3. Customizable vs. One-size-fits-all
The engineering approach to cybersecurity is aimed at builders. This is why we often compare LimaCharlie to a box full of Lego blocks for cybersecurity professionals: We give you the tools, capabilities, and infrastructure…and you build whatever you want!
Legacy vendors, needless to say, don’t work this way. Their tools are, well, what they are. They can be modified to a certain extent—but usually with a cumbersome degree of vendor intervention, and almost always at a cost.
Benefits: Businesses that need highly customized solutions are no longer at the mercy of their vendors. They can simply build them: no outside help or permission from a salesperson required. In a maturing cybersecurity industry, that is increasingly feasible, since security teams have the know-how—and the desire—to do this kind of work.
4. Openness vs Protectionism
The engineering approach to cybersecurity is distinguished by the openness of its vendors. The reason for this is obvious: The vendors aren’t competing with their end users—and they see flexibility as one of their key value propositions. This results in greater transparency around the technology itself, as mentioned above. But it’s also reflected in practical ways: scalable, self-service usage; clear, predictable pricing; and usage-based billing.

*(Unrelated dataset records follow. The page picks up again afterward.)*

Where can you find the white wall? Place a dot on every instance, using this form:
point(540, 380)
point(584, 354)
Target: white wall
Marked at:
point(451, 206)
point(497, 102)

This is pretty much the opposite of how most large cybersecurity vendors operate. Their business model forces them to push for vendor lock-in, and all that that entails: long minimum contracts, mandatory capacity planning, opaque pricing, and a sales process that sometimes feels more like an audition than a conversation.
Benefits: Working with open, flexible vendors brings a number of business benefits. Projects that would have been cost-prohibitive using traditional vendors—for example, “rip and replace” operations—suddenly become doable. The inherent flexibility of the IaaS model means fewer contract negotiations as well, reducing overhead for executive and finance teams. And engineering-first vendors are often happy to support integrations for open-source tooling, offering companies richer security at lower costs.
LimaCharlie for cybersecurity engineering
At LimaCharlie, we’re working to make the engineering approach to cybersecurity available to everyone. We offer a free tier that gives users instant access to our suite of powerful cybersecurity capabilities (over 100+ and counting)—no contracts or sales calls required.
We offer integrations for tools like Atomic Red Team in order to help cybersecurity engineers develop testable, provable security. We also offer support for many open-source technologies, such as Velociraptor and YARA and Sigma rules.